American writer and publisher (1922–2013)

Wayne Sanger Green II (September 3, 1922 – September 13, 2013) was an American publisher, writer, and consultant. Green was editor of CQ magazine before he went on to found 73, 80 Micro, Byte, CD Review, Cold Fusion, Kilobaud Microcomputing, RUN, InCider, and Pico, as well as publishing books and running Instant Software.

==Biography==

In his editorial in the inaugural issue of 80 Microcomputing he said, "The first magazine I published was in 1952 about amateur radio Teletype. Later I became editor of CQ, a ham radio magazine. I started my own magazine for hams in 1960, that was 73 magazine. 73 is now the world's largest ham publication, with subscribers in over 200 countries. When MITS put the first microcomputer kit on the market in 1975 I organized and did most of the work to get Byte magazine started. When I felt there was a need for a magazine aimed at beginners in computing, I started Kilobaud Microcomputing in January 1977."

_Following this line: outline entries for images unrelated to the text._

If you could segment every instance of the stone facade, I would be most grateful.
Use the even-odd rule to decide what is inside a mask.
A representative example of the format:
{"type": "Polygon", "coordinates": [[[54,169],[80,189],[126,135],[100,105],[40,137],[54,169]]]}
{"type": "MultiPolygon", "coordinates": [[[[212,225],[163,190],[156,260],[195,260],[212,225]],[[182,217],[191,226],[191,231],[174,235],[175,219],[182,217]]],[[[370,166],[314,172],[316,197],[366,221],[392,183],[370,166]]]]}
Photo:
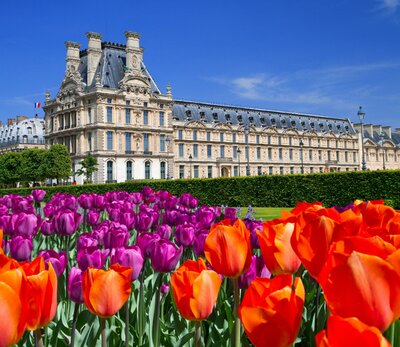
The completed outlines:
{"type": "Polygon", "coordinates": [[[60,91],[46,95],[47,143],[65,144],[74,170],[92,153],[94,182],[360,169],[348,119],[174,100],[146,68],[139,34],[125,36],[88,33],[86,50],[67,42],[60,91]]]}

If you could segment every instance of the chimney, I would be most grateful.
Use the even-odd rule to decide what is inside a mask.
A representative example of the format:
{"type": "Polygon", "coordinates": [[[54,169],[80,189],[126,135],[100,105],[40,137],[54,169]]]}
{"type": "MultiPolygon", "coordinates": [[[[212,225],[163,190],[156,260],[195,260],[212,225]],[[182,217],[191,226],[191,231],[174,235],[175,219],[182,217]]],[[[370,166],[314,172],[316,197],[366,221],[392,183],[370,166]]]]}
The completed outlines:
{"type": "Polygon", "coordinates": [[[67,48],[67,66],[66,66],[66,73],[70,72],[74,74],[79,69],[79,47],[81,45],[76,42],[67,41],[65,42],[65,47],[67,48]]]}
{"type": "Polygon", "coordinates": [[[140,34],[132,31],[125,32],[126,37],[126,72],[141,74],[143,48],[139,45],[140,34]]]}
{"type": "Polygon", "coordinates": [[[101,39],[102,36],[98,33],[89,32],[86,33],[88,38],[88,72],[87,72],[87,85],[90,86],[93,83],[94,76],[101,58],[101,39]]]}
{"type": "Polygon", "coordinates": [[[17,116],[17,124],[21,123],[25,119],[28,119],[28,117],[26,117],[26,116],[17,116]]]}

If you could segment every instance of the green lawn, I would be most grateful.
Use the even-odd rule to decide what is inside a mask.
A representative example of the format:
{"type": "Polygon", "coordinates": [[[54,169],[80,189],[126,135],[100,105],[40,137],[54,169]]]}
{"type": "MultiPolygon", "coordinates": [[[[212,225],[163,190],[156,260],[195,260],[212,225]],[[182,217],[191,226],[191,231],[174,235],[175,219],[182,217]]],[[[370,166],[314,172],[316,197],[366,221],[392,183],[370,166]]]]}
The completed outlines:
{"type": "MultiPolygon", "coordinates": [[[[290,211],[288,207],[253,207],[253,211],[256,211],[256,219],[262,218],[263,220],[272,220],[274,218],[280,218],[282,211],[290,211]]],[[[247,213],[247,207],[242,207],[241,217],[244,218],[247,213]]]]}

In the early 1980s, he assisted in the creation of the Brazilian microcomputing magazine, Micro Sistemas . He sold five of his magazines to CW Communications in 1983, and his publishing company Wayne Green, Inc. subsequently merged with them.

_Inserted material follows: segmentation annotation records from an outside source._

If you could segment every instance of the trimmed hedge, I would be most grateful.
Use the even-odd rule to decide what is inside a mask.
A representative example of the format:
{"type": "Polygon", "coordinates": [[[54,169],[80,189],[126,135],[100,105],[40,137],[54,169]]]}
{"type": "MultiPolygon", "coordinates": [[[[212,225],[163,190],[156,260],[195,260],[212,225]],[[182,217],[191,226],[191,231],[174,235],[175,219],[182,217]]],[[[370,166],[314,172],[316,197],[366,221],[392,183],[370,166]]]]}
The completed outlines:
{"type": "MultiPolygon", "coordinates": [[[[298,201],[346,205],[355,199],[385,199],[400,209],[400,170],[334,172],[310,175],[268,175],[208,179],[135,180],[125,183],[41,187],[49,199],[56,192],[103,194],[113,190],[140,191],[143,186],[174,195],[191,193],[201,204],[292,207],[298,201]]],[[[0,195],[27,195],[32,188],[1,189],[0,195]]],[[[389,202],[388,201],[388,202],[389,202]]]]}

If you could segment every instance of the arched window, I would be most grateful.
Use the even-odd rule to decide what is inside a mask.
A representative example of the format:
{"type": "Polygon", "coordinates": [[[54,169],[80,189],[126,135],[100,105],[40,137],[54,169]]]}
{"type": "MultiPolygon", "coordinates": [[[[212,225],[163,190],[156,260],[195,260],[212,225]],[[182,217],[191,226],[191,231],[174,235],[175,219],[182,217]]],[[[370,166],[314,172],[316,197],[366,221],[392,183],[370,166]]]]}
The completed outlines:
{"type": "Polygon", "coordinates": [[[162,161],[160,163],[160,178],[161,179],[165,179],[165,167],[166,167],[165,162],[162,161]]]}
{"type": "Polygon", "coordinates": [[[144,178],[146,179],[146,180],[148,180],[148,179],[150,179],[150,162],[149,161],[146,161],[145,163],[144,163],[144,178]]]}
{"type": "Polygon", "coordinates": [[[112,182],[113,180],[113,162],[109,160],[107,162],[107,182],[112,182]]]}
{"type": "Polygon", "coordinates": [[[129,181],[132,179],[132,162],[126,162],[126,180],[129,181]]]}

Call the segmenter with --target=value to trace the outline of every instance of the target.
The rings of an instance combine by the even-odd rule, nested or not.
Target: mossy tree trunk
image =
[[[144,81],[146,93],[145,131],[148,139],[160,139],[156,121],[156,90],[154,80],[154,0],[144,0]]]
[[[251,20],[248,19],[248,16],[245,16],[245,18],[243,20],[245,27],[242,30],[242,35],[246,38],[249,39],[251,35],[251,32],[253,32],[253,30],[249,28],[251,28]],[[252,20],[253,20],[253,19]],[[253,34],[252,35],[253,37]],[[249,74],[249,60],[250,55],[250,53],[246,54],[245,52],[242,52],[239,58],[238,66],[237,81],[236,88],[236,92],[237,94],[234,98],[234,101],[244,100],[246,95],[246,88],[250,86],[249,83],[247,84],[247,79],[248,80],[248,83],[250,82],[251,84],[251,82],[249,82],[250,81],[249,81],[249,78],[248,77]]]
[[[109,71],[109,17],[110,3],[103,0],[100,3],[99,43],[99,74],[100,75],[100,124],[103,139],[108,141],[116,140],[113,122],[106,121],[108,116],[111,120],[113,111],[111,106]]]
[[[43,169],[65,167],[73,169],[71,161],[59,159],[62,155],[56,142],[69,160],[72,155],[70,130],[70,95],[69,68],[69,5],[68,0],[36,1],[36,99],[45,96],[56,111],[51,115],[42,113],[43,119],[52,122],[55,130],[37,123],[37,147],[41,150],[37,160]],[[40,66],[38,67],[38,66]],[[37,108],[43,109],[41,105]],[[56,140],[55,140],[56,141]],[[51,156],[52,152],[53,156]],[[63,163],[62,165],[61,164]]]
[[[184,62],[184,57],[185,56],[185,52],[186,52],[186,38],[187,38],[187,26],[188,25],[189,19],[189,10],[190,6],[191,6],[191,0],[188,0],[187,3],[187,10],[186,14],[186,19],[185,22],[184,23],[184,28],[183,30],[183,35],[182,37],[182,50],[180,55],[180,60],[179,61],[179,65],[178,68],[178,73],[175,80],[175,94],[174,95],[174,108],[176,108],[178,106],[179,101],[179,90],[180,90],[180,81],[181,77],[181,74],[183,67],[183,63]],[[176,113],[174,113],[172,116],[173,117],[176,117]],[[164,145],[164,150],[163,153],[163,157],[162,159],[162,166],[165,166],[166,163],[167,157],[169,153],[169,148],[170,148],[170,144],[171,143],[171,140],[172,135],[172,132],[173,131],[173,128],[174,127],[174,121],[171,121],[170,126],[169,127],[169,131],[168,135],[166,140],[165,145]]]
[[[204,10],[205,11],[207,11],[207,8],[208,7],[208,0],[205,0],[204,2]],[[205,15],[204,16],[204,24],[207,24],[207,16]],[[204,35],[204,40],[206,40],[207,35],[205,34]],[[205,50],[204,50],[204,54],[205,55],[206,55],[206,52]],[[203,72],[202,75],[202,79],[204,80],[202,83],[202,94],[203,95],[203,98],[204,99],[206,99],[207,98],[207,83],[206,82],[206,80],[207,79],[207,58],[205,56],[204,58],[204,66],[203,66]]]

Licensed by the Federal Communications Commission in the Amateur Radio Service with the callsign W2NSD, he was involved in a number of controversies and disputes in the Ham Radio world, notably with the ARRL and CQ magazines. Such controversies also occurred in the computer world; an advertisement for 80 Micro began "You may love Wayne Green ... you may hate him ... but you have to admit he has vision". It promised that the magazine would "tell you the truth" because "Wayne Green has never been one to mince words", adding "of course, 80 Microcomputing has the editorial fireworks from Wayne that the industry has come to expect". In his editorial in the inaugural issue of 80 Microcomputing, he said, "My outspokenness aggravates a lot of people, but...if I don't kick ass...I don't get results."

He used the backronym "Never Say Die" for the NSD in his amateur callsign. As of 2011 he lived in his wife's farmhouse in Hancock, New Hampshire and maintained a website with content from his online bookstore.